In an interview with the Post during her August 20-22 visit, Robinson said that leaving
senior Khmer Rouge cadres unpunished was one example of such impunity, but it was
abuses of power taking place today that were most significant.
"The impunity that affects people in their daily lives is much more penetrating,"
she said. "It's that pimps are never brought to justice and there's corruption
in the police and the judiciary, etc. It's pervasive."
In a meeting with Prime Minister Hun Sen, Robinson said she stressed the need for
judicial independence and structural reform of the Supreme Council of Magistracy,
the body that oversees the judiciary.
"I pointed out that Cambodia has ratified the Covenant on Civil and Political
Rights and therefore has a legal obligation to provide independent judicial redress,"
she said.
The High Commissioner said she had made similar remarks on the importance of an independent
judiciary to King Sihanouk during a trip to Beijing before coming to Cambodia.
She also addressed other human rights abuses including the sexual exploitation of
minors.

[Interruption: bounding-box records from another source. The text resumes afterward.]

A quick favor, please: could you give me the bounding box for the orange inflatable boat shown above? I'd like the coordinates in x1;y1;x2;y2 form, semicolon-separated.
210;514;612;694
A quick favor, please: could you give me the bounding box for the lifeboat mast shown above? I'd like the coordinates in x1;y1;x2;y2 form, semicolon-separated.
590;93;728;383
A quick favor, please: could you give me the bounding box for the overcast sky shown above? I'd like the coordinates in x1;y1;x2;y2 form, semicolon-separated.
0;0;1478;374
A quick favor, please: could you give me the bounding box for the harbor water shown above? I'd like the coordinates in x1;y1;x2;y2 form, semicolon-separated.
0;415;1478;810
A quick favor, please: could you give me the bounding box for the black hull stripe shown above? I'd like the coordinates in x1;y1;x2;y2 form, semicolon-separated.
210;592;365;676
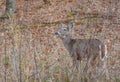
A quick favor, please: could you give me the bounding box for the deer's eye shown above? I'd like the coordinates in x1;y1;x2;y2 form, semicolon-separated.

Speaking after a visit to Afesip, a shelter for trafficked women, Robinson
said meeting people at the shelter had brought home the complexity of the problem.
"Not least there needs to be a cultural change in not having so many Cambodian
men, including at a high level, getting sexual gratification from young girls."
She stated there was also a need to combat trafficking through better coordination
with donors and other countries.
"I know [the government] is proposing a Memorandum of Understanding with Vietnam
and Thailand and this is an essential component," she said. "China should
also be a factor because my understanding of the problem is that it is worsened by
the fact that there is now a Mafia element entering [trafficking]."
During her address to the National Assembly, she referred again to the "repugnant
trafficking in human beings" and urged members to work with the UN and the international
community to bring it to a halt.
"Traffickers are able to operate with impunity because of inefficient law enforcement,
compounded in some cases by official corruption," she said, adding that those
who had been trafficked were victims, not criminals.
"I can only say I regret the Cambodian court verdict of 5 August, which charged
victims of trafficking with illegal migration and issued them prison sentences."
Robinson also met Deputy Prime Minister Sar Kheng while she was in Phnom Penh, and
spoke about her concern over the recent disappearances of a dissident Vietnamese
monk and two Chinese Falun Gong practitioners, who are believed to have been forcibly
returned to their native countries.
"I had an assurance from him that he will follow up further and see if there
is any information he can provide to the office," she said.
Robinson last visited Cambodia as High Commissioner in January 1998. She will finish
her term September 11 and be replaced by Sergio Vieira de Mello, who worked in Cambodia
at the UN refugee agency during UNTAC.